Umut etmek inanmamaktır. İnanmazsın ama umut edersin, gerçek olma ihtimaline karşılık, olmama ihtimali de vardır. Ama inanmak bilmektir. Gerçek olduğunu bildiğin için inanırsın; öyledir, başka ihtimal yoktur. Bu yüzden, sınanmamış inanç gerçek bir inanç değildir. Çünkü gerçekten inanıyorsan, zaten öyle olduğunu da biliyorsundur/bilmen gerekir..
Gerçek bir inançta ikinci bir ihtimal, başka bir olasılık yoktur. Senin adının ne olduğunu bilmen gibi.. Sana başka bir isimle seslenildiğinde, dönüp bakmazsın bile veya durum onu gerektirdiği için baksan da, adından şüpheye düşmezsin, bilirsin. Gerçek inanç bilmektir ve bu yüzden de sınanmadan gerçek olamaz inancın..
Kabul ve inanç farklı şeylerdir. Gerçekten inanmak için o inancın sınanmış olması, yani deneyim yoluyla uygulanmış ve böylece idrak edilerek içselleştirilmiş olması gerekir. Ancak o zaman gerçek bir inançtan söz edebiliriz. Bunun dışındakiler umut etmek, ummak veya kabul ya da toplumsal bilincin empoze ettiği ve çoğunluğa uyum sağlamak için kendimizle bütünleştirdiğimiz otomatik alışkanlıklardır.
İman inancın sınanmamış halidir, deneyimle uygulandığında gerçek bir inanç olur. Küçükken okuduğum bir hikaye vardı:
''Bir adamın evine hırsız girer, sesi duyan adam odaya girdiğinde hırsızla yüz yüze gelir. Hırsız elinde bıçakla saldırmaya hazır karşısında durmaktadır. Adamın hiç tepki vermediğini görünce şaşırır ve neden korkmadığını sorar. Adam da der ki, ben Allah'a inanıyorum. Eğer şu an benim ölme zamanımsa, sen bunun için evime gönderildin ve ne yaparsam yapayım öleceğim. Eğer ölme zamanım değilse de, beni zaten öldüremezsin. Öyleyse neden korkayım ki..''
Hatırladığım kadarıyla böyle bir hikayeydi. İşte inancın sınanması ve ancak sınanmış inancın gerçek bir inanç olması tam olarak budur. Deneyimin içindeyken ve olaylar inancımızı ortaya koymamızı gerektirdiğinde verdiğimiz tepki, inancımızın gerçek mi sahte mi olduğunu ortaya çıkarır. Sınanmanın derecesi de, inancımızın gücü oranında artar. Ne kadar çok inanmışsak, yani inandığımızı sanıyorsak, o kadar güçlü sınanırız, o kadar zorlar inancımızı deneyim. Ve ancak bu sınanmadan geçtikten sonra gerçek bir inanca sahip oluruz veya inancımızı kaybederiz. İşte bu yüzden, tekrar ve tekrar söylüyorum ki, sınanmamış bir inanç, gerçek bir inanç değildir.

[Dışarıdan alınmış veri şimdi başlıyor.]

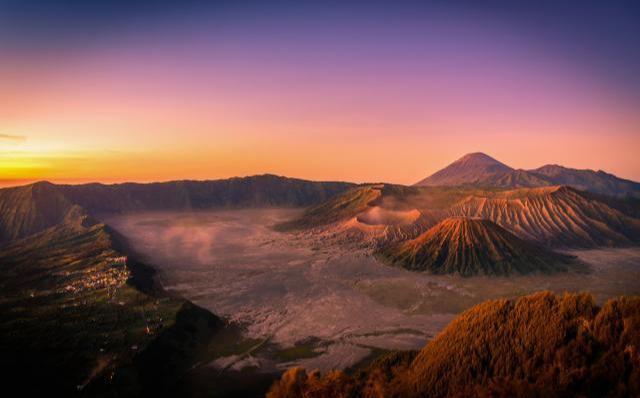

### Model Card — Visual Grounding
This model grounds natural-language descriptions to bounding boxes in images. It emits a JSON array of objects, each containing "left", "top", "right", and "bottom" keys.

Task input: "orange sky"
[{"left": 0, "top": 3, "right": 640, "bottom": 186}]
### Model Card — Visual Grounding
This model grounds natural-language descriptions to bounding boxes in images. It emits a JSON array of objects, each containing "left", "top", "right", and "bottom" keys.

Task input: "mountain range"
[
  {"left": 415, "top": 152, "right": 640, "bottom": 198},
  {"left": 0, "top": 174, "right": 355, "bottom": 242},
  {"left": 379, "top": 217, "right": 571, "bottom": 276}
]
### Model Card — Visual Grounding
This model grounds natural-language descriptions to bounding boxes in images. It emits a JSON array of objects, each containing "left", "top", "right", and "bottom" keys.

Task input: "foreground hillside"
[
  {"left": 0, "top": 206, "right": 222, "bottom": 396},
  {"left": 379, "top": 217, "right": 571, "bottom": 276},
  {"left": 267, "top": 292, "right": 640, "bottom": 398}
]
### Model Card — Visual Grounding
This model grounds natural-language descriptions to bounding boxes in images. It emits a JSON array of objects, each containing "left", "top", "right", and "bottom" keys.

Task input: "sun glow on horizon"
[{"left": 0, "top": 2, "right": 640, "bottom": 185}]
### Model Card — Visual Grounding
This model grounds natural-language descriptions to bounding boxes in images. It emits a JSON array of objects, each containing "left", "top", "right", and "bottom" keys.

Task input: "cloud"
[{"left": 0, "top": 134, "right": 27, "bottom": 142}]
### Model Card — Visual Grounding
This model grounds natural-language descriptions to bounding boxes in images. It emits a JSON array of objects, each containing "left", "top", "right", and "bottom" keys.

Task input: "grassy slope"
[
  {"left": 268, "top": 292, "right": 640, "bottom": 398},
  {"left": 0, "top": 208, "right": 220, "bottom": 395},
  {"left": 276, "top": 185, "right": 382, "bottom": 231}
]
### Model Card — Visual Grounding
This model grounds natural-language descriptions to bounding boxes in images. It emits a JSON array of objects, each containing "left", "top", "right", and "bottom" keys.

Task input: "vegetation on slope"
[
  {"left": 378, "top": 217, "right": 571, "bottom": 276},
  {"left": 60, "top": 174, "right": 354, "bottom": 214},
  {"left": 276, "top": 185, "right": 382, "bottom": 231},
  {"left": 0, "top": 206, "right": 220, "bottom": 396},
  {"left": 267, "top": 292, "right": 640, "bottom": 398}
]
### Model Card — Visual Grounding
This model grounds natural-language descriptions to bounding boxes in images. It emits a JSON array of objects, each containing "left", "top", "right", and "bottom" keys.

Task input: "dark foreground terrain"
[{"left": 267, "top": 292, "right": 640, "bottom": 398}]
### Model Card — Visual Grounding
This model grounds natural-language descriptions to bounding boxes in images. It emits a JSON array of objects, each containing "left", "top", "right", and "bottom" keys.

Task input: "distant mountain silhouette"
[
  {"left": 529, "top": 165, "right": 640, "bottom": 198},
  {"left": 415, "top": 152, "right": 551, "bottom": 188},
  {"left": 415, "top": 152, "right": 640, "bottom": 198},
  {"left": 380, "top": 217, "right": 570, "bottom": 276},
  {"left": 0, "top": 175, "right": 355, "bottom": 242}
]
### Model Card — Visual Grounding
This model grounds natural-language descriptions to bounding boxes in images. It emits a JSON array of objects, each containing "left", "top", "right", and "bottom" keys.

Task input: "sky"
[{"left": 0, "top": 0, "right": 640, "bottom": 186}]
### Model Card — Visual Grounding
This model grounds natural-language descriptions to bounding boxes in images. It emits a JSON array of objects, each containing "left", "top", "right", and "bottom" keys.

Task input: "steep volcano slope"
[
  {"left": 380, "top": 217, "right": 571, "bottom": 276},
  {"left": 449, "top": 187, "right": 640, "bottom": 247},
  {"left": 415, "top": 152, "right": 550, "bottom": 188},
  {"left": 415, "top": 153, "right": 640, "bottom": 198}
]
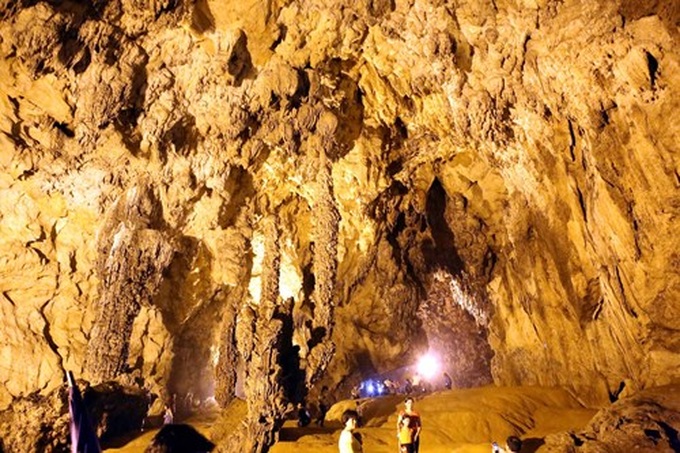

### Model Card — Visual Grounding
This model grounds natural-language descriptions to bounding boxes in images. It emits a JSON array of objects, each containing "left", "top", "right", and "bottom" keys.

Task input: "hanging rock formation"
[{"left": 0, "top": 0, "right": 680, "bottom": 451}]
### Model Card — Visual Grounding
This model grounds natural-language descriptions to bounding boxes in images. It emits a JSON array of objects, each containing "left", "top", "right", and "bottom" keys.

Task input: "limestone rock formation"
[{"left": 0, "top": 0, "right": 680, "bottom": 451}]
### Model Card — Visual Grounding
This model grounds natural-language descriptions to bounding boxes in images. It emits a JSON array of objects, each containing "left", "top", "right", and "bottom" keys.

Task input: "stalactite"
[
  {"left": 307, "top": 132, "right": 340, "bottom": 383},
  {"left": 85, "top": 187, "right": 173, "bottom": 382},
  {"left": 224, "top": 216, "right": 290, "bottom": 452}
]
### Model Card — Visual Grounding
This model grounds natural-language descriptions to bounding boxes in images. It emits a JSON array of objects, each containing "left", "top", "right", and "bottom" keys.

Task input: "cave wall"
[{"left": 0, "top": 0, "right": 680, "bottom": 442}]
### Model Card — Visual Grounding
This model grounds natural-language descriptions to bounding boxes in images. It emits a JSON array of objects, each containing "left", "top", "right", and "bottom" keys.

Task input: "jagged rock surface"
[{"left": 0, "top": 0, "right": 680, "bottom": 450}]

Sınamak: Denemek, yoklamak, test etmek demektir. inanç demek şüphe duymamak demek. O yüzden sınanmamış inanç yerine asıl vermek istediğiniz yada benim anladığım şekliyle: deneyimlenmemiş(yaşayarak tecrübe edilmemiş) inanç, inanç değildir diyebilirsiniz. Bu biraz yanlış ifade gibi. Yine de yazınızın özü anlaşılıyor.